Jalisco encabeza la incidencia de picaduras de alacrán en México
Según datos recientes, el estado de Jalisco presenta la mayor incidencia de picaduras de alacrán en todo el país. Este fenómeno se intensifica durante la temporada de calor, cuando los encuentros con estos arácnidos son más frecuentes. Los expertos en salud destacan que la actividad de los alacranes es más preponderante en un momento específico del día, lo que eleva el riesgo para la población.

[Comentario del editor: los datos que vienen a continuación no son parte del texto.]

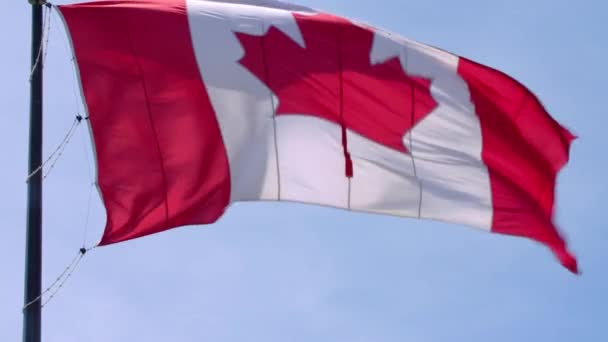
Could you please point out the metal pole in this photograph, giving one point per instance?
(33, 240)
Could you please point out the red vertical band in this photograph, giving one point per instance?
(524, 148)
(161, 160)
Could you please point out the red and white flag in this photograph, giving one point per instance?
(197, 104)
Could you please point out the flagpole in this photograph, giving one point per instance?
(33, 240)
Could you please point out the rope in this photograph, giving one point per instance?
(58, 150)
(61, 279)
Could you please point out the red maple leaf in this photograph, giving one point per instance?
(332, 78)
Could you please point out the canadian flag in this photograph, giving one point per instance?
(197, 104)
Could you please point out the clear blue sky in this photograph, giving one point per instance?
(283, 272)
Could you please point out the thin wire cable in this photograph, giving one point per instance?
(72, 59)
(64, 142)
(44, 40)
(57, 280)
(81, 252)
(59, 154)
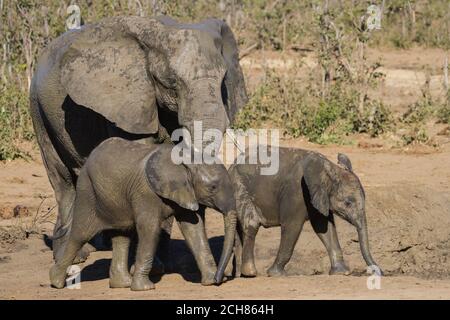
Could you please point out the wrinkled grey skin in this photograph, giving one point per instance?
(131, 77)
(126, 185)
(307, 187)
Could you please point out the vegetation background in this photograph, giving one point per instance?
(329, 107)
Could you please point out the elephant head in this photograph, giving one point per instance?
(336, 189)
(129, 68)
(193, 185)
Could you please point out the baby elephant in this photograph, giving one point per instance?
(127, 185)
(307, 187)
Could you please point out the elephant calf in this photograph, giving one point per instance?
(125, 185)
(307, 187)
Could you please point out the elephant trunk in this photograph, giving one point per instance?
(205, 116)
(363, 238)
(230, 232)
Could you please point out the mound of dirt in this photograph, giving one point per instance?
(10, 235)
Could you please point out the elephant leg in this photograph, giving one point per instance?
(248, 268)
(162, 262)
(148, 236)
(119, 276)
(80, 234)
(193, 229)
(62, 183)
(326, 231)
(237, 256)
(290, 233)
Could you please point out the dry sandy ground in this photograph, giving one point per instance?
(408, 209)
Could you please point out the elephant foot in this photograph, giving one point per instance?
(248, 270)
(83, 254)
(208, 279)
(275, 271)
(57, 277)
(142, 283)
(340, 268)
(229, 270)
(120, 280)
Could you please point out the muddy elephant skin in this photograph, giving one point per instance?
(127, 185)
(307, 187)
(138, 78)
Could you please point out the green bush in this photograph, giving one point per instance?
(15, 123)
(304, 112)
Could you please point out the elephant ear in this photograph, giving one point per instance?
(169, 180)
(233, 91)
(105, 71)
(318, 182)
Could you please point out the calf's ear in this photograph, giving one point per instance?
(318, 182)
(169, 180)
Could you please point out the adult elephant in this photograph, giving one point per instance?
(133, 77)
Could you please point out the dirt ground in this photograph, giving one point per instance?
(408, 211)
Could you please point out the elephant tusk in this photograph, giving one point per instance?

Especies peligrosas y distribución geográfica
En México, existen 221 especies distintas de alacranes, pero solo ocho de ellas son consideradas peligrosas para los humanos. Estas especies afectan principalmente a estados como Jalisco, Morelos, Guerrero, Nayarit, Guanajuato, Michoacán, Puebla, Durango, Oaxaca y el Estado de México. Científicos afirman que los alacranes más venenosos se encuentran en las regiones que colindan con el Océano Pacífico, a diferencia de los del Golfo de México, que no representan un peligro significativo.
Horario de mayor actividad y precauciones
Los especialistas señalan que las picaduras de alacrán ocurren con mayor frecuencia durante la noche, ya que es cuando estos animales nocturnos salen en busca de alimento y se reproducen. Durante el día, suelen reposar en grietas o debajo de objetos, adaptándose muy bien al ámbito urbano. Por ello, se recomienda tener especial cuidado en los rincones de las casas donde haya humedad y escasez de luz, ya que estos son lugares propicios para su hábitat.
Lourival Domingos Possani, investigador en el tema, comparte que Jalisco tiene la mayor incidencia de picaduras, mientras que Morelos lidera en número de casos por habitante. Enfatiza que, en áreas con especies peligrosas, cualquier picadura debe ser atendida de inmediato por servicios médicos para evitar complicaciones graves.
Síntomas de una picadura peligrosa
Los síntomas de una picadura de alacrán peligroso pueden incluir:
- Dolor intenso en el área afectada
- Irritabilidad y malestar general
- Dolor en el cuerpo y sensación de cuerpo extraño en la garganta
- Escurrimiento nasal o lagrimeo
- Fiebre y cambios en la frecuencia del latido cardiaco
- Dificultad para respirar, náuseas, vómitos y diarrea
- En casos graves, convulsiones, edema pulmonar o paro cardiaco
Ante la presencia de estos síntomas, es crucial buscar atención médica urgente para recibir el tratamiento adecuado y prevenir consecuencias fatales.